Exposition, résidences artistiques et projet européen
En plus des évènements proposés au sein de la programmation culturelle du 10 mai, l’association s’est investie dans le cadre de la saison culturelle franco-brésilienne à travers une initiative artistique mêlant art, histoire et création textile. C’est l’artiste afro-européen Gombo, ancien étudiant nantais qui a été choisi pour ce projet. Deux résidences artistiques sont prévues au Brésil pour explorer les héritages africains de la ville brésilienne et les stigmates de l’esclavage qui marquent encore les communautés locales. « L’association a également été partie prenante d’un partenariat européen, explique Barbara Chiron. Au sein du projet Legacy in Progress (LEAP) , nous avons pu proposer plusieurs ateliers en ligne thématiques abordant une variété de sujets comme l’afrodescendance et la diversité européenne, le luso-tropicalisme, la traite atlantique et l’esclavage colonial, mais aussi l’afroféminisme. »
Enfin, c’est une exposition faisant suite au projet MANIFEST exposé à l’Atelier à Nantes en 2024 qui poursuit son chemin jusqu’à Basse-Terre et Marie-Galante en Guadeloupe, pour explorer l’histoire certes, mais surtout les conséquences tangibles du passé colonial de la France.
Un devoir de mémoire, toujours plus important
Comme illustration de ces répercussions, l’œuvre numérique Sonjé créée par David Gumbs peut être citée. L’artiste aborde l’impact du chlordécone, cet insecticide interdit en métropole dans les années 1970 mais utilisé massivement vingt ans de plus aux Antilles pour sauver une industrie de la banane déclinante. « C’est une illustration très concrète de la manière dont on considère les populations locales. A cause de cela, la Martinique et la Guadeloupe ont aujourd’hui le plus haut taux de cancer au monde. Le territoire, l’eau, sont profondément contaminés et le chlordécone empoisonne la population, sans que l’État ne reconnaisse complètement sa responsabilité », déplore Barbara Chiron.
Nouvelles représentations
Par le biais de projets culturels riches et variés, Les Anneaux de la Mémoire interrogent le discours dominant sur l’héritage esclavagiste. « Les artistes comblent les vides quant aux représentations des personnes racisées et afro-descendantes. Ils et elles leur donnent des voix, des visages, révèlent des trajectoires personnelles originales et inspirantes », explique la coordinatrice de l’association.

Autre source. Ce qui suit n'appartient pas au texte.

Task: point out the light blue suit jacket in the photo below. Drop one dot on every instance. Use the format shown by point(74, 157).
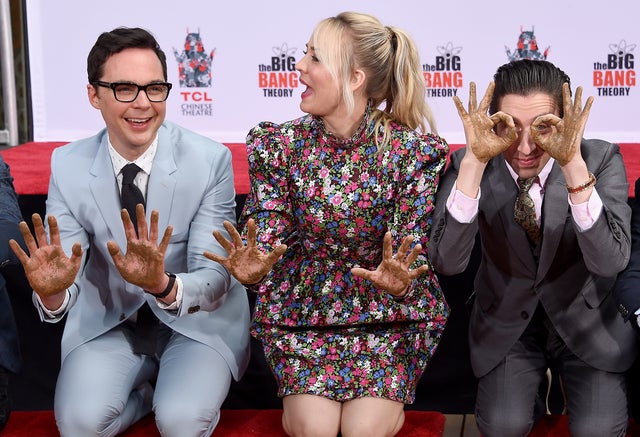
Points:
point(191, 186)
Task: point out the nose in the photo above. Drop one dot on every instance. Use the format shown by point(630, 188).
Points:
point(141, 99)
point(526, 145)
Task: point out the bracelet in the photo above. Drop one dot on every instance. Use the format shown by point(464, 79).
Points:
point(583, 187)
point(165, 293)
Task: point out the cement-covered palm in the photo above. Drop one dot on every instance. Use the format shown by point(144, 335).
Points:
point(479, 127)
point(143, 263)
point(245, 261)
point(560, 137)
point(48, 269)
point(393, 274)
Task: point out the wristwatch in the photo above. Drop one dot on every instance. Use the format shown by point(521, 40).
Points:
point(166, 291)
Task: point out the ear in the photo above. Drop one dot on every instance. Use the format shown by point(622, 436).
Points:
point(358, 78)
point(92, 94)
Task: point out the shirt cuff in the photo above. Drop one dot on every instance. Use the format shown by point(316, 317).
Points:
point(52, 314)
point(175, 304)
point(587, 213)
point(462, 207)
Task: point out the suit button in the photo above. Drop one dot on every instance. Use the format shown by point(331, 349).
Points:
point(623, 310)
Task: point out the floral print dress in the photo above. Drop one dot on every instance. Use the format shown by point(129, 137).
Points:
point(324, 331)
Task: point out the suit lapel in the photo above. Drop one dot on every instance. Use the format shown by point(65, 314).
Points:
point(554, 213)
point(106, 195)
point(502, 195)
point(162, 181)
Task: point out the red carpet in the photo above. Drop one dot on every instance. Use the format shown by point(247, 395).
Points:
point(30, 165)
point(233, 423)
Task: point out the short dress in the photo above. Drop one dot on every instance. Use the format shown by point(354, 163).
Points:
point(324, 331)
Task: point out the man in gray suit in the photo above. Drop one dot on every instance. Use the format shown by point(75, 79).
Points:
point(105, 384)
point(542, 296)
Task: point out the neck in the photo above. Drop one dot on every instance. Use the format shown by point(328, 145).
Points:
point(342, 125)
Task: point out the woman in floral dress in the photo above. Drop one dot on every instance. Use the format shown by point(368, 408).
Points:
point(349, 310)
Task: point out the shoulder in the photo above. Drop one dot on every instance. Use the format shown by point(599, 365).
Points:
point(424, 143)
point(598, 153)
point(85, 148)
point(186, 142)
point(267, 130)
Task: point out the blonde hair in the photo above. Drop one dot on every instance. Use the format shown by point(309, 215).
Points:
point(390, 60)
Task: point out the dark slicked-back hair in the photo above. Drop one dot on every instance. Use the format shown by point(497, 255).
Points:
point(119, 39)
point(526, 76)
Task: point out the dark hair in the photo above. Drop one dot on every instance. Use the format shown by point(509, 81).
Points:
point(119, 39)
point(527, 76)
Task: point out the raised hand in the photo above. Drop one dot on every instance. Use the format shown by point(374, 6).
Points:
point(245, 262)
point(48, 269)
point(393, 274)
point(143, 264)
point(482, 139)
point(560, 137)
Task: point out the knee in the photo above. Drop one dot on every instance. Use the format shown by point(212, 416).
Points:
point(84, 418)
point(309, 426)
point(504, 425)
point(381, 426)
point(181, 419)
point(594, 426)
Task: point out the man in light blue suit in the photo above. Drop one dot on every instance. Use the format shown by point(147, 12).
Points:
point(10, 216)
point(101, 272)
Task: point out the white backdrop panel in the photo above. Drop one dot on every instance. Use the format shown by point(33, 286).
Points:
point(583, 37)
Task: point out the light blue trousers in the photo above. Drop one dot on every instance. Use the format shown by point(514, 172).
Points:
point(103, 387)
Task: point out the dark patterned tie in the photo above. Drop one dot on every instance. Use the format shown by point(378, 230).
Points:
point(146, 332)
point(525, 210)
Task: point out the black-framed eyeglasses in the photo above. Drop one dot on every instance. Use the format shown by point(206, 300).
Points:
point(127, 92)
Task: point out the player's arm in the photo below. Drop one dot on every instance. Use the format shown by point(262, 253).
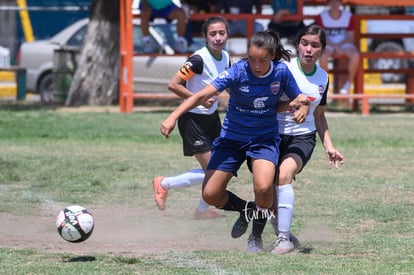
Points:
point(168, 125)
point(301, 105)
point(334, 156)
point(185, 73)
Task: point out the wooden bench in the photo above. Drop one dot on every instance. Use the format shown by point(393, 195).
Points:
point(20, 78)
point(359, 98)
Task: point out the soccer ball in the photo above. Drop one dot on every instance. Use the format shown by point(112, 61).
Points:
point(75, 223)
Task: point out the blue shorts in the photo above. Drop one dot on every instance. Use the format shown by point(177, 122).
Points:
point(228, 155)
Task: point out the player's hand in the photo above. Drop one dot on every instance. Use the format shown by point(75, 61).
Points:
point(335, 158)
point(167, 126)
point(209, 103)
point(299, 116)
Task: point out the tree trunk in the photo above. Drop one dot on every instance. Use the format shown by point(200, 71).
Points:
point(96, 79)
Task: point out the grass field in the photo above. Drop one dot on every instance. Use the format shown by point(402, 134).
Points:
point(355, 220)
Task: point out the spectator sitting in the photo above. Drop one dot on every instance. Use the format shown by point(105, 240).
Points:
point(151, 9)
point(339, 28)
point(195, 26)
point(239, 27)
point(285, 29)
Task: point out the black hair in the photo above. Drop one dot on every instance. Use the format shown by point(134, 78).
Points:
point(312, 30)
point(270, 40)
point(213, 20)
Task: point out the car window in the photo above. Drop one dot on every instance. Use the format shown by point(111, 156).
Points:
point(77, 39)
point(166, 31)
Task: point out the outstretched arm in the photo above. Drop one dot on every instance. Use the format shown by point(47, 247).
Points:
point(334, 156)
point(301, 104)
point(167, 126)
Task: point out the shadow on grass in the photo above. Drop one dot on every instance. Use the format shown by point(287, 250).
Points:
point(305, 250)
point(80, 259)
point(27, 106)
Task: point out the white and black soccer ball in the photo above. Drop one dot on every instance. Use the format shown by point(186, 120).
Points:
point(75, 223)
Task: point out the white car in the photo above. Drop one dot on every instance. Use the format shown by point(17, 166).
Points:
point(151, 73)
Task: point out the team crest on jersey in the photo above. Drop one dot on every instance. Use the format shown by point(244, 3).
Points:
point(223, 74)
point(275, 87)
point(259, 103)
point(244, 89)
point(185, 69)
point(321, 90)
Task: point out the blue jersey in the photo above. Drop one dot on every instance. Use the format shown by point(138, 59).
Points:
point(251, 112)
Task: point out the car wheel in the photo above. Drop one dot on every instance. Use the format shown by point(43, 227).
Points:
point(384, 63)
point(46, 88)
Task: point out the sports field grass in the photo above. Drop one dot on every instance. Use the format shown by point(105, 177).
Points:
point(355, 220)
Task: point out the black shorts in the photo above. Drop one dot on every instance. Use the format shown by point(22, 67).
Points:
point(301, 145)
point(198, 132)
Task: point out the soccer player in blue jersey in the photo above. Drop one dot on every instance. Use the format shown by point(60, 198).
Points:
point(250, 130)
point(298, 140)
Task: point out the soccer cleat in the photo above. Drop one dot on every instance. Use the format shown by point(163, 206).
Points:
point(205, 215)
point(283, 246)
point(293, 239)
point(242, 223)
point(160, 194)
point(148, 47)
point(254, 244)
point(273, 222)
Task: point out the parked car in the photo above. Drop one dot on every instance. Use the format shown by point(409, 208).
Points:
point(151, 73)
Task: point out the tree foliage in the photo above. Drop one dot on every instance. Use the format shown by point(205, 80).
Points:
point(96, 79)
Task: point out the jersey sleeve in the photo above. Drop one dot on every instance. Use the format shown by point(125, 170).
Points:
point(318, 21)
point(193, 65)
point(225, 79)
point(291, 87)
point(324, 95)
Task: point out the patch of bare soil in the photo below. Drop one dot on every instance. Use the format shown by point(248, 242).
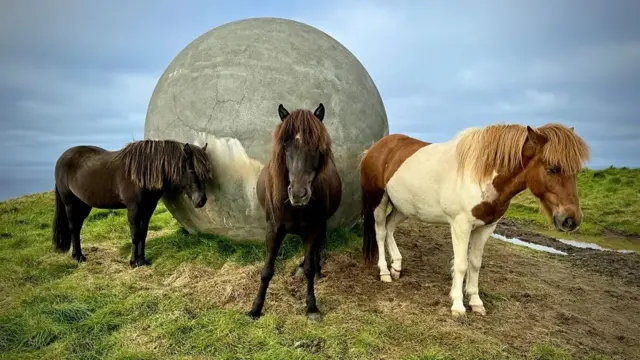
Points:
point(587, 302)
point(620, 265)
point(530, 297)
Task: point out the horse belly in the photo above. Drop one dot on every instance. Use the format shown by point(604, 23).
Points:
point(97, 189)
point(417, 186)
point(416, 200)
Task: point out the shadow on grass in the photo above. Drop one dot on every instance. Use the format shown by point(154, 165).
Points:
point(168, 252)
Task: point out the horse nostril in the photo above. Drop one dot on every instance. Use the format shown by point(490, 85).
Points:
point(569, 222)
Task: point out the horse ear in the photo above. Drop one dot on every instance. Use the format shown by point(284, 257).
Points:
point(319, 112)
point(282, 112)
point(535, 137)
point(187, 149)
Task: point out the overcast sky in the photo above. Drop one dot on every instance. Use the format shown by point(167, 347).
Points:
point(77, 71)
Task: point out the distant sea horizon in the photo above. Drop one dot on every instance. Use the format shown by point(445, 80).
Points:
point(21, 182)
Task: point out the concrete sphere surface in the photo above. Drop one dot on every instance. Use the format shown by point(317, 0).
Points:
point(224, 89)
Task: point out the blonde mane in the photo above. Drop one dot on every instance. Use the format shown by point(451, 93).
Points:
point(481, 151)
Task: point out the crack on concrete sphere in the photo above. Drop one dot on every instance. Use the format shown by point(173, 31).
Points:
point(224, 89)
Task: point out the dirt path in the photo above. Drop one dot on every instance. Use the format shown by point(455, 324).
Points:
point(529, 295)
point(623, 266)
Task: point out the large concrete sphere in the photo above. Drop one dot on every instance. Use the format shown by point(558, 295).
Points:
point(224, 89)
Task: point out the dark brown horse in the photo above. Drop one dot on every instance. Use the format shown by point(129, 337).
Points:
point(133, 178)
point(299, 189)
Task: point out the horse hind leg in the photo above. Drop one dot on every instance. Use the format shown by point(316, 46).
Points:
point(77, 212)
point(477, 242)
point(380, 216)
point(394, 218)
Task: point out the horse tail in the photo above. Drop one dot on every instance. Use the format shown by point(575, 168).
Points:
point(61, 233)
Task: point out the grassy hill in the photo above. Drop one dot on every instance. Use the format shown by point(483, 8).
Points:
point(610, 201)
point(191, 302)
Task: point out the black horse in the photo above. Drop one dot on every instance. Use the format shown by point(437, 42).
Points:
point(299, 189)
point(134, 178)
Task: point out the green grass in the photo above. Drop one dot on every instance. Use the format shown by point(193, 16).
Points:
point(53, 308)
point(610, 201)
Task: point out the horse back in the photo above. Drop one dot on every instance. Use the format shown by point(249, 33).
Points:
point(88, 172)
point(383, 158)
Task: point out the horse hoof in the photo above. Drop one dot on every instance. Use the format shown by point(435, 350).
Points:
point(315, 316)
point(478, 309)
point(395, 274)
point(253, 315)
point(138, 263)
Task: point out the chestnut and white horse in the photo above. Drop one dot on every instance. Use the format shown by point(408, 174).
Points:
point(468, 183)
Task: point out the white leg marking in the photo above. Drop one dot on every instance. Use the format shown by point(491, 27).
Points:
point(380, 216)
point(395, 218)
point(478, 239)
point(460, 232)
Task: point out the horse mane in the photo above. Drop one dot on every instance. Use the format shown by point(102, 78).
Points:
point(481, 151)
point(313, 135)
point(151, 163)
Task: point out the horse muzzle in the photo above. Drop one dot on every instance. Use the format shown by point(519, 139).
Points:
point(565, 223)
point(200, 201)
point(299, 197)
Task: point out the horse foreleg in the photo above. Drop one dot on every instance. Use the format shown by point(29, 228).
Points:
point(274, 240)
point(395, 218)
point(380, 216)
point(139, 218)
point(477, 241)
point(313, 243)
point(299, 273)
point(460, 232)
point(77, 212)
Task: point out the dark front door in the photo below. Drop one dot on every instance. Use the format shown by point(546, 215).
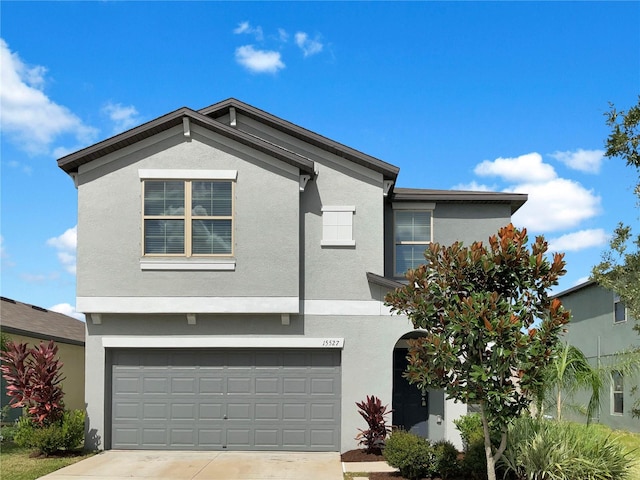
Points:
point(410, 406)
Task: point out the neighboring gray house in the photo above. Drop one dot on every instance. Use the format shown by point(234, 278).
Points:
point(30, 324)
point(600, 326)
point(233, 268)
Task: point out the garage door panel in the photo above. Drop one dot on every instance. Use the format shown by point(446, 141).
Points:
point(217, 399)
point(155, 411)
point(153, 385)
point(126, 411)
point(267, 386)
point(239, 385)
point(186, 385)
point(211, 385)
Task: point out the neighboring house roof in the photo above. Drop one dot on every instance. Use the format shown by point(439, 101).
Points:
point(222, 108)
point(580, 286)
point(516, 200)
point(37, 322)
point(70, 163)
point(383, 281)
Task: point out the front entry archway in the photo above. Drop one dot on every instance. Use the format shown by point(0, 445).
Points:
point(410, 404)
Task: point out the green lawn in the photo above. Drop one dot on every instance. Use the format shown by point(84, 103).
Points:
point(15, 463)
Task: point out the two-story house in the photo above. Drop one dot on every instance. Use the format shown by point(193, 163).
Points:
point(602, 327)
point(233, 268)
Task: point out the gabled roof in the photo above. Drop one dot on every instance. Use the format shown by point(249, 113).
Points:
point(575, 288)
point(37, 322)
point(516, 200)
point(71, 162)
point(222, 108)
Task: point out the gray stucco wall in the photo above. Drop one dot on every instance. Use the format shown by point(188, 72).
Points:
point(334, 272)
point(366, 358)
point(592, 330)
point(110, 222)
point(454, 222)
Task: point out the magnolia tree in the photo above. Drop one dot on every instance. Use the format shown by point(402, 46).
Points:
point(490, 325)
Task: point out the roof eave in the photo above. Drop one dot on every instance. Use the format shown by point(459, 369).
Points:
point(221, 108)
point(70, 163)
point(516, 200)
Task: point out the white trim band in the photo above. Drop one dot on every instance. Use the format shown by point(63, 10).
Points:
point(211, 265)
point(143, 341)
point(344, 307)
point(186, 174)
point(188, 304)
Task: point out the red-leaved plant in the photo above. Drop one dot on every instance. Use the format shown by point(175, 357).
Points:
point(34, 380)
point(374, 414)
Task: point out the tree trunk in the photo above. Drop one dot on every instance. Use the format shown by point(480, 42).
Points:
point(559, 405)
point(491, 467)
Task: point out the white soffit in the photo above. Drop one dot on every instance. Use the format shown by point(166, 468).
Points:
point(199, 341)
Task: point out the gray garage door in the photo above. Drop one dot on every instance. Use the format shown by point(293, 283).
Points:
point(259, 399)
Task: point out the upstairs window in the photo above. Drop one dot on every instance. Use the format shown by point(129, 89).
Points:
point(617, 393)
point(188, 218)
point(619, 310)
point(337, 226)
point(412, 235)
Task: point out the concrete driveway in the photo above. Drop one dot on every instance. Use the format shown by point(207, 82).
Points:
point(119, 464)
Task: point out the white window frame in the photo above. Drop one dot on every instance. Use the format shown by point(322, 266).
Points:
point(614, 392)
point(188, 176)
point(411, 207)
point(617, 300)
point(336, 219)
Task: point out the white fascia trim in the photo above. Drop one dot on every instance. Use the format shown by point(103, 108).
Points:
point(337, 243)
point(200, 341)
point(188, 304)
point(339, 208)
point(210, 265)
point(186, 174)
point(413, 206)
point(344, 307)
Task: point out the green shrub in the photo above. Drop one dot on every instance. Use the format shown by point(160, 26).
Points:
point(65, 434)
point(7, 432)
point(470, 427)
point(411, 454)
point(474, 463)
point(550, 450)
point(446, 459)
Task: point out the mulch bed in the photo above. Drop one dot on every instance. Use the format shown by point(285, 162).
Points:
point(361, 456)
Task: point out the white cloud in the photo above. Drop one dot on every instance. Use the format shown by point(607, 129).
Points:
point(309, 47)
point(525, 168)
point(245, 27)
point(123, 117)
point(283, 35)
point(67, 309)
point(588, 161)
point(474, 187)
point(558, 204)
point(29, 118)
point(66, 245)
point(575, 241)
point(39, 277)
point(259, 61)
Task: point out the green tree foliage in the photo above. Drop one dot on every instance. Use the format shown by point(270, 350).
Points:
point(477, 306)
point(569, 372)
point(619, 268)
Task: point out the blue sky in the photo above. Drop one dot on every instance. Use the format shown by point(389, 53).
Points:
point(506, 96)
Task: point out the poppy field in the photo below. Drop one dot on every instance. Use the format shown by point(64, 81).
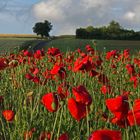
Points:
point(77, 95)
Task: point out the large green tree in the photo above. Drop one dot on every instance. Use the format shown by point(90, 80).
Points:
point(43, 28)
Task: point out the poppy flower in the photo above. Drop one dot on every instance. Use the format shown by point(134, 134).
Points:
point(82, 64)
point(126, 53)
point(82, 95)
point(44, 135)
point(34, 70)
point(134, 114)
point(28, 134)
point(119, 106)
point(93, 73)
point(3, 63)
point(134, 118)
point(130, 69)
point(76, 109)
point(123, 123)
point(111, 54)
point(57, 69)
point(89, 49)
point(39, 54)
point(134, 80)
point(105, 89)
point(27, 53)
point(103, 79)
point(53, 51)
point(8, 115)
point(50, 101)
point(64, 137)
point(106, 135)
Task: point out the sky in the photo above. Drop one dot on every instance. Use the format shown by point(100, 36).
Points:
point(19, 16)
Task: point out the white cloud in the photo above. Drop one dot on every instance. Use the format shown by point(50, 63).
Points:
point(67, 15)
point(129, 15)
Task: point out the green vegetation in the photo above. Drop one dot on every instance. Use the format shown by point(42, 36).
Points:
point(65, 43)
point(42, 28)
point(112, 31)
point(102, 45)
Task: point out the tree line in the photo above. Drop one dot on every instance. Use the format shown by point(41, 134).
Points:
point(113, 31)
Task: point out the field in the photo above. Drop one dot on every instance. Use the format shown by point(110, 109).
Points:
point(66, 93)
point(64, 43)
point(102, 45)
point(70, 96)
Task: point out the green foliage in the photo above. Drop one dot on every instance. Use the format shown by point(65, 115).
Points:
point(42, 28)
point(112, 31)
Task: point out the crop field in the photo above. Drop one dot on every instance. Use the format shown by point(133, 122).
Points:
point(76, 95)
point(64, 43)
point(102, 45)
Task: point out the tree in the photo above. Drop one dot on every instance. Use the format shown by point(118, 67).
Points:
point(42, 28)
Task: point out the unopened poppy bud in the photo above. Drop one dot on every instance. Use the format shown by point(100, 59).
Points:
point(53, 106)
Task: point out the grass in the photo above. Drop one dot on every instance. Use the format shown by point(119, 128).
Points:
point(106, 45)
point(64, 43)
point(24, 95)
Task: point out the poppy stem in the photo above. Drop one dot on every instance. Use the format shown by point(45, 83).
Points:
point(54, 124)
point(87, 121)
point(60, 123)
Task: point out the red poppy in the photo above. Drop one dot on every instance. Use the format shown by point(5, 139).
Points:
point(3, 63)
point(93, 73)
point(134, 117)
point(34, 70)
point(89, 49)
point(44, 135)
point(39, 54)
point(119, 106)
point(105, 89)
point(53, 51)
point(8, 115)
point(27, 53)
point(82, 64)
point(123, 123)
point(50, 101)
point(134, 114)
point(103, 79)
point(134, 80)
point(57, 69)
point(130, 69)
point(29, 76)
point(76, 109)
point(126, 53)
point(64, 137)
point(106, 135)
point(62, 90)
point(28, 134)
point(111, 54)
point(82, 95)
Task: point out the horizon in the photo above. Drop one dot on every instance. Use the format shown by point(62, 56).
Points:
point(18, 17)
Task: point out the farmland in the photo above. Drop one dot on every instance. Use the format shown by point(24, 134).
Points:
point(64, 43)
point(70, 96)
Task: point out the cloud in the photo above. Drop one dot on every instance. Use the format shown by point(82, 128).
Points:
point(129, 15)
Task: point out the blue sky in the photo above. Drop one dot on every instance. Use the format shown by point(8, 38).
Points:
point(19, 16)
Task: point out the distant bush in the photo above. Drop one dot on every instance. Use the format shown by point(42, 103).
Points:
point(112, 31)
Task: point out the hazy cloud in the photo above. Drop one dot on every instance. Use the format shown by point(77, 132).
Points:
point(67, 15)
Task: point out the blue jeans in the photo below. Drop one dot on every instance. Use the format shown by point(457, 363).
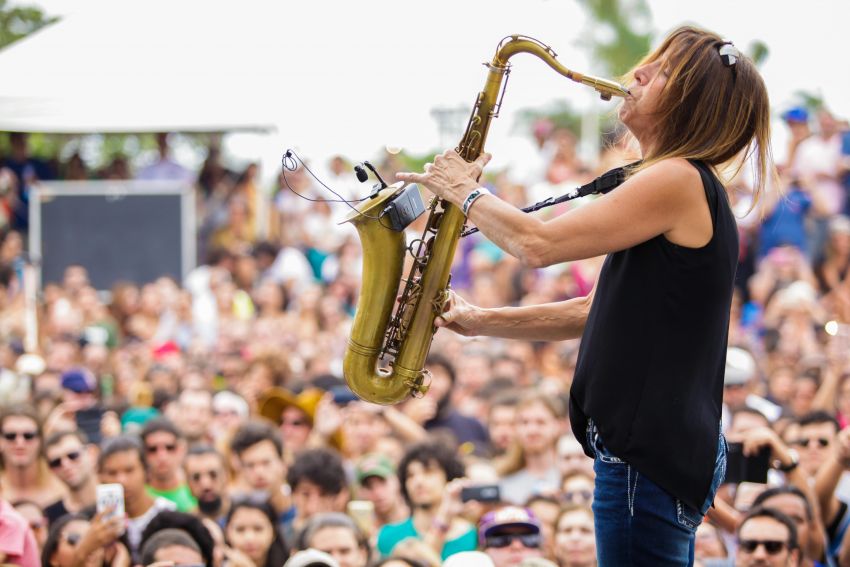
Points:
point(637, 522)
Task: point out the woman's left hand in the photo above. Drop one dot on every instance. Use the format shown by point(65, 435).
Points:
point(450, 176)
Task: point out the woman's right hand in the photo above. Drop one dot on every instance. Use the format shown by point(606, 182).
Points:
point(460, 316)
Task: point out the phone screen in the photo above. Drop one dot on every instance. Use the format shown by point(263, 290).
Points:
point(740, 468)
point(110, 496)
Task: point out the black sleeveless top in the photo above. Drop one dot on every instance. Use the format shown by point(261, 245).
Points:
point(652, 357)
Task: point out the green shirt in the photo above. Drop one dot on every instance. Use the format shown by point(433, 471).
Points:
point(181, 496)
point(391, 534)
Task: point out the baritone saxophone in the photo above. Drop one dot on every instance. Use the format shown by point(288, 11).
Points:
point(391, 334)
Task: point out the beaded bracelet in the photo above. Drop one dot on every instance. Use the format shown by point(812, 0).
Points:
point(472, 197)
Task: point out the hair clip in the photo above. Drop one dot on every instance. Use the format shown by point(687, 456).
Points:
point(728, 53)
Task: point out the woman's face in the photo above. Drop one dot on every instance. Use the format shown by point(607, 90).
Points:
point(639, 107)
point(575, 541)
point(250, 532)
point(70, 537)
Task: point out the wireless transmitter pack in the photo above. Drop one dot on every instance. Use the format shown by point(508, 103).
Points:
point(404, 208)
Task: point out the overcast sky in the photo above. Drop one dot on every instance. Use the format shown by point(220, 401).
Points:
point(430, 54)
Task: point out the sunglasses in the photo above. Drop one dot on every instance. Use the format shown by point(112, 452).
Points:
point(170, 447)
point(772, 547)
point(803, 442)
point(73, 456)
point(27, 435)
point(527, 540)
point(196, 477)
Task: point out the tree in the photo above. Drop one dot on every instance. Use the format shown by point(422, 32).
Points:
point(20, 21)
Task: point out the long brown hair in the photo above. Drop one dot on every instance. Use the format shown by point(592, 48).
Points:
point(707, 110)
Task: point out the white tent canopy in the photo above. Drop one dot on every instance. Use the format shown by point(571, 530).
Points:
point(327, 77)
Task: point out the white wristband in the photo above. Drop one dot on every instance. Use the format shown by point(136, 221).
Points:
point(472, 197)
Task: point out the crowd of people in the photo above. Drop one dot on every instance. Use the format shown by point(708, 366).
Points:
point(218, 404)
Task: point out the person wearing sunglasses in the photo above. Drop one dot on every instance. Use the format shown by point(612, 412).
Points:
point(646, 395)
point(72, 459)
point(793, 502)
point(165, 448)
point(814, 439)
point(25, 475)
point(767, 538)
point(510, 535)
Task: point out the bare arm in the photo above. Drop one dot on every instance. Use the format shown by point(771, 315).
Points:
point(558, 321)
point(665, 198)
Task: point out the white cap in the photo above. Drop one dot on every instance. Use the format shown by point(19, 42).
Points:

Par ce travail de transmission, de sensibilisation, et de mise en lumière, l’association permet la réappropriation d’une histoire racontée très majoritairement par les européens. Elle permet aussi de visibiliser les résistances à la domination, la transmission d’une identité, la création d’autres façons de penser, d’autres imaginaires collectifs. Et pour cela l’association utilise le travail d’artistes, organise des conférences, des visites-guidées à Nantes, mais aussi et bientôt des podcasts ou une exposition pédagogique itinérante. Toujours plus de projets, pour parler sans tabou de la Traite atlantique et de l’esclavage colonial de la France.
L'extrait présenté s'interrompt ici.